Seqrite’s modular product line is intended for environments ranging from 5 to 5,000 users. Its capabilities may be comprehensive and multi-tiered, noted Karani, but they are also stripped of the complexity and management overhead that can bedevil small business owners struggling to balance the demands on their time.

“Seqrite is designed so that you don’t have to have an IT background to manage this,” said Karani. A cloud-based dashboard displays a user-friendly set of controls to manage endpoints wherever they roam. In addition to warding off malware and destructive code, Quick Heal’s technology allows businesses to layer protection according to their IT environments and devices therein.
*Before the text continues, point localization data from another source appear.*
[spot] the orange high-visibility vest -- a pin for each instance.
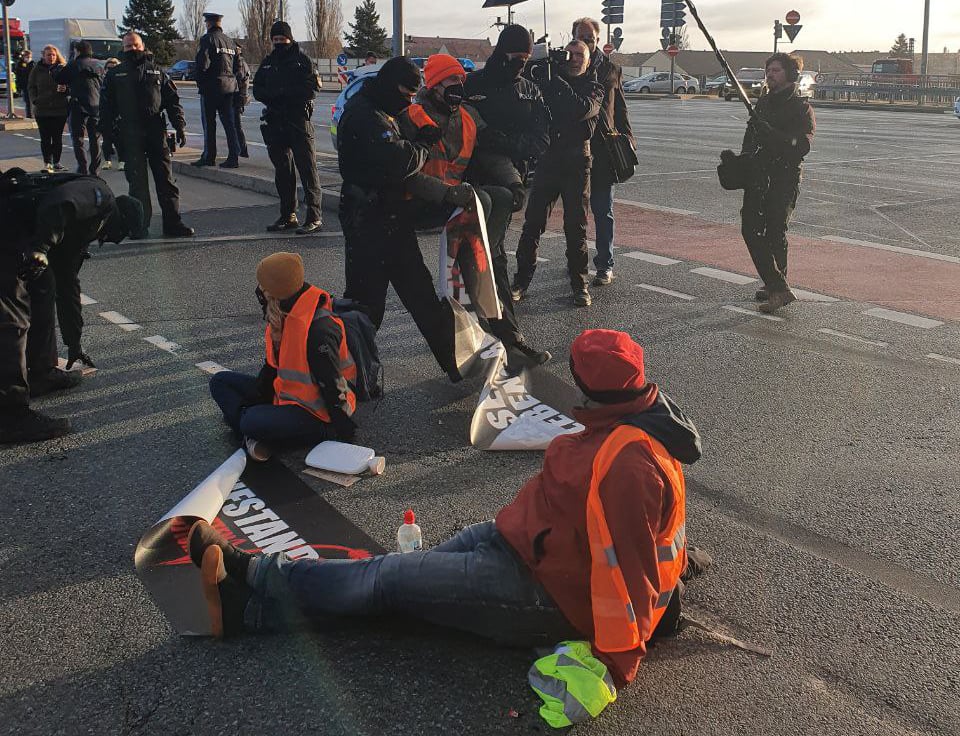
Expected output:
(446, 165)
(614, 617)
(294, 383)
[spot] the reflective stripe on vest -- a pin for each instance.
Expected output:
(448, 166)
(294, 383)
(614, 617)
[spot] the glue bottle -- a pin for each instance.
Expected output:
(409, 538)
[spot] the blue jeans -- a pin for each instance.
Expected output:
(243, 407)
(601, 204)
(474, 582)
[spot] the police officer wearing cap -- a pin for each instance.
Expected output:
(217, 85)
(136, 100)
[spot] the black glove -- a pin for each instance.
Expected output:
(461, 195)
(32, 265)
(519, 197)
(428, 135)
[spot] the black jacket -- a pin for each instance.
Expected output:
(373, 155)
(137, 94)
(286, 84)
(84, 77)
(216, 71)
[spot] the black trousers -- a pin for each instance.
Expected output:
(28, 342)
(765, 217)
(83, 124)
(382, 249)
(564, 175)
(143, 151)
(291, 150)
(51, 137)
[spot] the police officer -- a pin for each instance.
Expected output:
(217, 85)
(778, 136)
(136, 96)
(376, 164)
(286, 84)
(55, 228)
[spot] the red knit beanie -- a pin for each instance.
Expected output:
(440, 67)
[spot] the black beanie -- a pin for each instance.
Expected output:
(515, 39)
(281, 29)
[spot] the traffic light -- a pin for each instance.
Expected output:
(612, 12)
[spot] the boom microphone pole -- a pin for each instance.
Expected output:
(723, 61)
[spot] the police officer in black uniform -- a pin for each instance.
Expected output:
(50, 233)
(286, 84)
(217, 85)
(378, 223)
(136, 96)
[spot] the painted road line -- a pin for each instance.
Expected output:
(752, 313)
(124, 323)
(639, 255)
(903, 318)
(668, 292)
(728, 276)
(163, 343)
(845, 336)
(893, 249)
(208, 366)
(655, 207)
(812, 296)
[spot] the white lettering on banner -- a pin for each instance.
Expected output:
(262, 526)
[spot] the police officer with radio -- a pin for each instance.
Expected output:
(217, 85)
(136, 100)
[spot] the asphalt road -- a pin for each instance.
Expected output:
(827, 492)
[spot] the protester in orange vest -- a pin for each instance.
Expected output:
(304, 393)
(529, 577)
(442, 121)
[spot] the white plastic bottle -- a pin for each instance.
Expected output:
(409, 537)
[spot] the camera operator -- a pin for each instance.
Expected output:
(574, 97)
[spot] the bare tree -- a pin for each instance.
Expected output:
(324, 23)
(257, 16)
(191, 19)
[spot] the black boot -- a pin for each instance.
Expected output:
(26, 425)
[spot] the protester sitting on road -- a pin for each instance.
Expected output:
(778, 137)
(49, 101)
(303, 394)
(39, 266)
(440, 121)
(592, 547)
(573, 97)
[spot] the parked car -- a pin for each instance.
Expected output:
(753, 81)
(183, 70)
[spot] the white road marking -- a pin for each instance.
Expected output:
(163, 343)
(655, 207)
(752, 313)
(845, 336)
(668, 292)
(639, 255)
(903, 318)
(208, 366)
(124, 323)
(728, 276)
(944, 358)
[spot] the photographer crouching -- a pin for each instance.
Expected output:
(574, 97)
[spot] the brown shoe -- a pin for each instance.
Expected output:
(776, 300)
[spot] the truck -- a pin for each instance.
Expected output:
(65, 33)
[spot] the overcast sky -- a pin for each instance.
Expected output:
(743, 25)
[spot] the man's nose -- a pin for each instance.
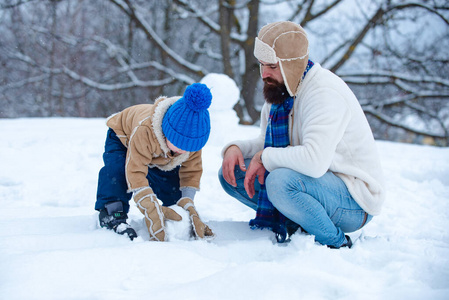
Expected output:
(266, 72)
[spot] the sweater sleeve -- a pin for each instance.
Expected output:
(321, 123)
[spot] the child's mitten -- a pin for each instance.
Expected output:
(155, 214)
(200, 229)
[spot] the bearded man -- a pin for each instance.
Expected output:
(315, 160)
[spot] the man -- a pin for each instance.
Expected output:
(315, 158)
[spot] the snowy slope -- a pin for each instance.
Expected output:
(52, 248)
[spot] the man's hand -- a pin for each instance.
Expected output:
(232, 157)
(255, 168)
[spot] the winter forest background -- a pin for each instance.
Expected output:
(91, 58)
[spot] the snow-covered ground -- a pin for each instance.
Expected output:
(51, 246)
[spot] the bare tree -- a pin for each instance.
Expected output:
(92, 64)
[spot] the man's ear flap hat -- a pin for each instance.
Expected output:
(285, 43)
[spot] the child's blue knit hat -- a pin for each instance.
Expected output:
(186, 123)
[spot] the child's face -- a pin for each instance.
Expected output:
(173, 148)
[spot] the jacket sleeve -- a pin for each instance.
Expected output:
(322, 122)
(191, 171)
(139, 156)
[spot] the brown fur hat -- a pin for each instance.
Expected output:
(285, 43)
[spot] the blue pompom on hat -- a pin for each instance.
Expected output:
(186, 123)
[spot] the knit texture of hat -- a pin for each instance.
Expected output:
(186, 123)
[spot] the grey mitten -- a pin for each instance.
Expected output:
(200, 230)
(155, 214)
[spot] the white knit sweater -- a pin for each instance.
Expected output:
(328, 131)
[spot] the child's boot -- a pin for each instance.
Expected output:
(114, 218)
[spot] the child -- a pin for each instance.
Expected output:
(153, 151)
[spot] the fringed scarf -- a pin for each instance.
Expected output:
(267, 216)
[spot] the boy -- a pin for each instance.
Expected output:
(153, 151)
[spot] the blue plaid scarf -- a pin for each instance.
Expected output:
(267, 216)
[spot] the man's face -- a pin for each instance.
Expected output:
(271, 73)
(274, 89)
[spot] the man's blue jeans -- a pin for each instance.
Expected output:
(112, 184)
(321, 206)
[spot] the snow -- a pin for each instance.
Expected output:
(52, 248)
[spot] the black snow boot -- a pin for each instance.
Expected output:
(114, 218)
(348, 243)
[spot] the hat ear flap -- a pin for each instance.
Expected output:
(289, 70)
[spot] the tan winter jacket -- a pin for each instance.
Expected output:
(139, 128)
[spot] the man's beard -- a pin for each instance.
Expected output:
(274, 92)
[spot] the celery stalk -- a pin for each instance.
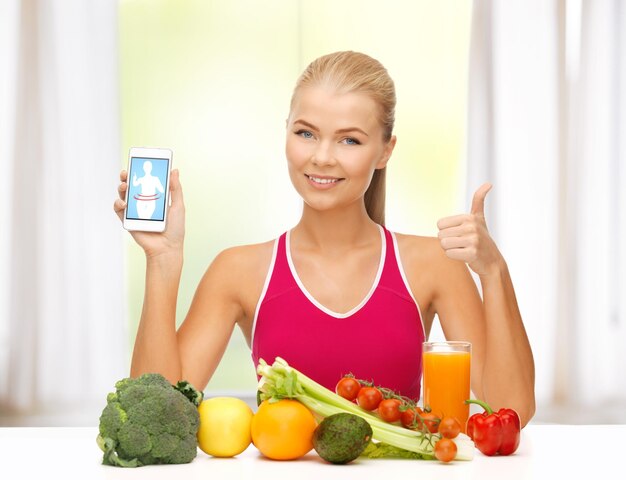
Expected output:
(283, 381)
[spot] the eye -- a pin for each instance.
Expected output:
(304, 134)
(351, 141)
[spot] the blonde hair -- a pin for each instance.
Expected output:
(347, 72)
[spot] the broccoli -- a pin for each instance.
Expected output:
(148, 421)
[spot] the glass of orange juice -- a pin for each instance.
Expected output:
(447, 379)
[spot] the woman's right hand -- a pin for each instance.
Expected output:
(155, 243)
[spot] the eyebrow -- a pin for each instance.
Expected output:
(341, 130)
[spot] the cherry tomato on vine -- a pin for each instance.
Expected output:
(449, 427)
(410, 418)
(389, 409)
(431, 421)
(445, 450)
(348, 388)
(369, 398)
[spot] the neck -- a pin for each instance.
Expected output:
(335, 229)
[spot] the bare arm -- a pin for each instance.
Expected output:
(505, 367)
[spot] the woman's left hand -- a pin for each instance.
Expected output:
(466, 238)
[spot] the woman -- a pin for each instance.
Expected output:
(339, 292)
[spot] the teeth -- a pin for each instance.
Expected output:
(324, 181)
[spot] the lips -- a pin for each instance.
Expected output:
(322, 179)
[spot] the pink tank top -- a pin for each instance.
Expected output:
(379, 340)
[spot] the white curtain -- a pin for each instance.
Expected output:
(62, 312)
(547, 122)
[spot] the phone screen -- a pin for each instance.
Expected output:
(147, 183)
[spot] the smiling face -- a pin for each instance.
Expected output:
(335, 142)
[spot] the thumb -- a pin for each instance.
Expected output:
(175, 187)
(478, 202)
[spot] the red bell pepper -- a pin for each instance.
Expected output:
(494, 433)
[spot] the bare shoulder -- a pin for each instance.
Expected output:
(245, 256)
(425, 254)
(419, 250)
(239, 273)
(243, 265)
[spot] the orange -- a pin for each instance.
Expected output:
(283, 430)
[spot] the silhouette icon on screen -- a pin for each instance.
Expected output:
(150, 188)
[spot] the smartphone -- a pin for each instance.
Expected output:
(148, 192)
For example, Seqrite Endpoint Security (EPS) provides an integrated firewall, sandboxed browser protection, anti-spam, phishing detection, asset management and file activity monitoring capabilities. A one-year Seqrite EPS 6.0 license costs approximately $120 for 5 people.

Meanwhile, businesses can also deploy the cloud-based Seqrite Mobile Device Management (MDM) product to provide browsing protection, anti-theft and geolocation tracking services. For high-security environments, the company also offers the Terminator; a unified threat-management appliance that scans for malware at the network gateway level and keeps hackers at bay with intrusion detection and distributed denial of service (DDoS) protection.

Quick Heal Seqrite is available now through the company’s channel partners. Why not sell direct? As his company makes inroad into the North American market, the company is banking on small business technology pros. “Most SMBs turn to a channel partner as a trusted advisor,” Karani said.